This question is a mouthful, but I guess I can say that it is easy to say the modern state was not simply the executive committee of the wealthy, but it was pretty close around the time of Marx and Engels. The 19th century was a time of robber barons and runaway capitalism. Historians and journalists like Matthew Josephson argued that robber barons had a complicated legacy of control in the modern state during the 19th century:
more or less knowingly played the leading rôles in an age of industrial revolution. Even their quarrels, intrigues and misadventures (too often treated as merely diverting or picturesque) are part of the mechanism of our history. Under their hands the renovation of our economic life proceeded relentlessly : large-scale production replaced the scattered, decentralized mode of production ; industrial enterprises became more concentrated, more “efficient” technically, and essentially “coöperative,” where they had been purely individualistic and lamentably wasteful. But all this revolutionizing effort is branded with the motive of private gain on the part of the new captains of industry. To organize and exploit the resources of a nation upon a gigantic scale, to regiment its farmers and workers into harmonious corps of producers, and to do this only in the name of an uncontrolled appetite for private profit—here surely is the great inherent contradiction whence so much disaster, outrage and misery has flowed. -Matthey Josephson, The Robber Barons: The Great American Capitalists 1861-1901
There was also the spoils system which is when "a political party, after winning an election, gives government civil service jobs to its supporters, friends (cronyism), and relatives (nepotism) as a reward for working toward victory, and as an incentive to keep working for the party", which got its name based on the phrase from New York Senator William L. Marcy "to the victor belong the spoils". This system allows wealthy individuals to essentially take control of local governments by packing them with their supporters and constituents. This system only ended with the passing of the Pendleton Act in 1883, the same year Karl Marx died.
Eventually, modern governments created more established anti-trust laws, but many of these laws were established after the era of Marx and Engels like the Sherman Act of 1890 & Clayton Act of 1914 in the United States, both of which are considered to be the beginning of modern competition lawbecause older anti-trust laws were not designed to deal with large modern corporations that were able to use trusts to defend their business arrangements as not being 'true' monopolies. So, many could argue that this statement could be seen as true in the era of Marx and Engels.

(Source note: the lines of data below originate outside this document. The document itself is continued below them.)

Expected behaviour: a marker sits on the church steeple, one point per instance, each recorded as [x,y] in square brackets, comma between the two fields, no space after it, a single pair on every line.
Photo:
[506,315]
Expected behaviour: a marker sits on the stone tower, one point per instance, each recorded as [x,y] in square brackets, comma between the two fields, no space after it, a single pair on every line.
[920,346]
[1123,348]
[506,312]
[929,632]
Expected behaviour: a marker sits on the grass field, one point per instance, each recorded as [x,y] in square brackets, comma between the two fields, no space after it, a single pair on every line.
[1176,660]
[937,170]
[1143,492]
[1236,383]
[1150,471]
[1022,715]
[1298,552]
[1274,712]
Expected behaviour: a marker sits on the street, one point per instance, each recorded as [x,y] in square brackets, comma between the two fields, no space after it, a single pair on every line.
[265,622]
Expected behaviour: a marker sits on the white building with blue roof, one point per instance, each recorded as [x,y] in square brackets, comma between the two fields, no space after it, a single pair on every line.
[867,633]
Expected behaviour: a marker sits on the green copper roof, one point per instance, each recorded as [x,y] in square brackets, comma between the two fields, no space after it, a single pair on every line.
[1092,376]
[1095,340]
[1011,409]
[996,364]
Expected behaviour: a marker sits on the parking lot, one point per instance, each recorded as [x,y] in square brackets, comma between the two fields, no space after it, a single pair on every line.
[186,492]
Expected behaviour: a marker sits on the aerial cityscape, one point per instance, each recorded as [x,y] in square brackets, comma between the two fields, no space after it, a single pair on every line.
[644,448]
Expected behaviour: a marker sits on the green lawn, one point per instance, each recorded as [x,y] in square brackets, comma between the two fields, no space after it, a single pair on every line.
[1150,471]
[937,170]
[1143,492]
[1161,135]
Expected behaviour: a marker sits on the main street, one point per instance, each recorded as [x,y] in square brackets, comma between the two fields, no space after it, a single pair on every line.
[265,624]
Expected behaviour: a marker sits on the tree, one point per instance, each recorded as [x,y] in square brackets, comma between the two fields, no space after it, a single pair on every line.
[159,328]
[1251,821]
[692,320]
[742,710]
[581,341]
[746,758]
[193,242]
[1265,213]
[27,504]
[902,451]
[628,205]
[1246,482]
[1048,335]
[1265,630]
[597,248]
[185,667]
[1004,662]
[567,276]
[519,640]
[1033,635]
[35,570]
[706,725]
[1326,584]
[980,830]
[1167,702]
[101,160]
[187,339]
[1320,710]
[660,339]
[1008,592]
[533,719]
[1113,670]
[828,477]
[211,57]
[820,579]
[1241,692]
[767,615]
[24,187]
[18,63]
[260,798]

Now, there are arguments for and against this view in relation to modern times. When it comes to arguments that the modern state only exists to help the bourgeoise, some point to the supposed return of the spoils system in modern politics. Many see redistricting in the United States as a modern return of the spoils system; the fact that according to a 2017 report from Boston Consulting Group, 70% of the nation's wealth was owned by millionaires and billionaires; and growing wealth inequality even during a pandemic as proof of modern states only being tools of the wealthy. However, others many argue against this view, reminding people of the existence of mixed economies with universal healthcare & free college funded with taxes from the bourgeoise; direct democracy in nations like Switzerland, Iceland, and in certain states of the United States which can be used & have been used to fight against corporate interest; & the growth of UBI programs in different parts of the globe to help poorer members of society as proof that modern governments aren't all committees for the bourgeoise. Otherwise, governments would not implement programs and forms of governance that take from their wealth or allow common people to have a say against rich corporate interest.